You can run any program in the operating system from a program by using
the built-in
syscmd
macro. If the system command returns information, that information is
the value of the
syscmd
macro; otherwise, the macro's value is null. For example:
syscmd(date)
Use the built-in
maketemp
macro to make a unique file name from a program. If the literal string
XXXXX
is present in the macro's argument,
m4
replaces the
XXXXX
with the process ID of the current process. For example:
maketemp(myfileXXXXX)
If the current process ID is 23498, this example returns
myfile23498.
You can use this string to name a temporary file.
The built-in
ifelse
macro performs conditional testing. The simplest form is the following:
ifelse(a,b,c,d)
This example compares the two strings
a
and
b.
If they are identical,
ifelse
returns string
c.
If they are not identical, it returns string
d.
For example, you can define a macro called
compare
to compare two strings and return
yes
if they are the same or
no
if they are different, as follows:
define(compare, `ifelse($1,$2,yes,no)')
The quote characters prevent the evaluation of ifelse from occurring too early. If the fourth argument is missing, it is treated as empty.
The
ifelse
macro can have any number of arguments, and it therefore provides a
limited form of multiple path decision capability. For example:
ifelse(a,b,c,d,e,f,g)
This statement is logically the same as the following fragment:
if(a == b) x = c; else if(d == e) x = f; else x = g; return(x);
If the final argument is omitted, the result is null.
The built-in len macro returns the byte length of the string that makes up its argument. For example, len(abcdef) is 6, and len((a,b)) is 5.
The built-in dlen macro returns the length of the displayable characters in a string. In certain international usages, 2-byte codes are displayed as one character. Thus, if the string contains any 2-byte international character codes, the result of dlen will differ from the result of len.
The built-in
substr
macro returns the substring (beginning at the character position
specified by the second argument) from a specified string
(first argument). The third argument specifies the length in bytes of
the returned substring. For example:
substr(Krazy Kat,6,5)
This example returns "Kat", which is the 3-character substring beginning at character position 6 of the string "Krazy Kat". The first character in the string is at position 0 (zero). If the third argument is omitted or if the string is not long enough to satisfy the third argument, as in this example, the rest of the string is returned.
The built-in
index
macro returns the byte position, or index, in a string (first argument)

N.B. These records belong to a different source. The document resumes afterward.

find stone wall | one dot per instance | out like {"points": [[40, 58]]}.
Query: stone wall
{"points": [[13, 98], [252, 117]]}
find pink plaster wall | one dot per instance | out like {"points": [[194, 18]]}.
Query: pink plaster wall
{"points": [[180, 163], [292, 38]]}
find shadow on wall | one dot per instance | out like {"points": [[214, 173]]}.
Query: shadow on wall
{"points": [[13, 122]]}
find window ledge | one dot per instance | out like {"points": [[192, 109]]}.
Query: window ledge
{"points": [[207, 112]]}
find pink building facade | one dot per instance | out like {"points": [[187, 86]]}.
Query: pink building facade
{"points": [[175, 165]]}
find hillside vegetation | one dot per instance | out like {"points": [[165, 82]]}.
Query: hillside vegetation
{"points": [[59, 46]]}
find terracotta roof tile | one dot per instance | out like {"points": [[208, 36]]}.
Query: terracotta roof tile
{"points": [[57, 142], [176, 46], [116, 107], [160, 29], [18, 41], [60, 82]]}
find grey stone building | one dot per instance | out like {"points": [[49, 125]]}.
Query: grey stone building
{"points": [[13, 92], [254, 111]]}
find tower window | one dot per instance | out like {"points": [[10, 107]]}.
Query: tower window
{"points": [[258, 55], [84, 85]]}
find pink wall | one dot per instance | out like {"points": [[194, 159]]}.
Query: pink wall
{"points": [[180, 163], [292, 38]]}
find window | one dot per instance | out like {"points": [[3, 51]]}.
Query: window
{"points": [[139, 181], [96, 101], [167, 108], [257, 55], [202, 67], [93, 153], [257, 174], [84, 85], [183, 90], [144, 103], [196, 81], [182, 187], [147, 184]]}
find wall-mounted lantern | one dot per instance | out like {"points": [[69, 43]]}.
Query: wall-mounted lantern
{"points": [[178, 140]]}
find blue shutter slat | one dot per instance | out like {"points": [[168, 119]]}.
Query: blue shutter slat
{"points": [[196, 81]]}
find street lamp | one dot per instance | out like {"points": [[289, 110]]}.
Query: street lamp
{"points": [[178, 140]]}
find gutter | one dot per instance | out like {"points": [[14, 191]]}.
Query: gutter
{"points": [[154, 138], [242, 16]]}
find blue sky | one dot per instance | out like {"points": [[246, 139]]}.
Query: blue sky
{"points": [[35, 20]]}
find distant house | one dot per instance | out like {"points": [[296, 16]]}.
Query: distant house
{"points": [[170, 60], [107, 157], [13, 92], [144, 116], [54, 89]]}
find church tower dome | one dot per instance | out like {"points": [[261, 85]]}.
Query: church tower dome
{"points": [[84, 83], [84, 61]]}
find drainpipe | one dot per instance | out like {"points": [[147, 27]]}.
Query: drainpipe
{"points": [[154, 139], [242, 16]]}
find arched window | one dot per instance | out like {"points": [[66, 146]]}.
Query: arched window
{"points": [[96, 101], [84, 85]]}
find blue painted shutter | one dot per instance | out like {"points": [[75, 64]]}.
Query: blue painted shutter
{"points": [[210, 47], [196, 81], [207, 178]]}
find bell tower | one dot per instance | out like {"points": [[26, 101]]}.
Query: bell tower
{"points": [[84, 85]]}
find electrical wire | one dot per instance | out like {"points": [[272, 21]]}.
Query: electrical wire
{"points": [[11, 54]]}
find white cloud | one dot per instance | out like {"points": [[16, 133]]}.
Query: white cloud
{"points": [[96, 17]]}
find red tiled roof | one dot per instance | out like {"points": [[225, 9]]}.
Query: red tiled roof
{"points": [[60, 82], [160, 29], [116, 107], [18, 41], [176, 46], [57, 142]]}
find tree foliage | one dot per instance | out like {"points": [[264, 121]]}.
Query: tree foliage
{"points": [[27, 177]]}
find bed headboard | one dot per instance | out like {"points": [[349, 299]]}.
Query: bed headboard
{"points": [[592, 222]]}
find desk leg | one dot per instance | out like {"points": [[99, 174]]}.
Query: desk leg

where a substring (second argument) begins. If the substring is not
present,
index
returns -1. As with
substr,
the origin for strings is 0 (zero). For example:
index(Krazy Kat,Kat)
This example returns 6.
The built-in
translit
macro performs one-for-one character substitution, or transliteration.
The first argument is a string to be processed. The second and third
arguments are lists of characters. Each instance of a character from
the second argument that is found in the string is replaced by the
corresponding character from the third argument. For example:
translit(the quick brown fox jumps over the lazy dog,aeiou,AEIOU)
This example returns the following:
thE qUIck brOwn fOx jUmps OvEr thE lAzy dOg
If the third argument is shorter than the second argument, characters from the second argument that are not in the third argument are deleted. If the third argument is missing, all characters present in the second argument are deleted.
Note
The substr, index, and translit macros do not differentiate between 1- and 2-byte displayable characters and can return unexpected results in some international usages.
The built-in
errprint
macro writes its arguments to the standard error file. For example:
errprint (`error')
The built-in dumpdef macro dumps the current names and definitions of items named as arguments. Names must be quoted. If you supply no arguments, dumpdef prints all current names and definitions. The dumpdef macro writes to the standard error file.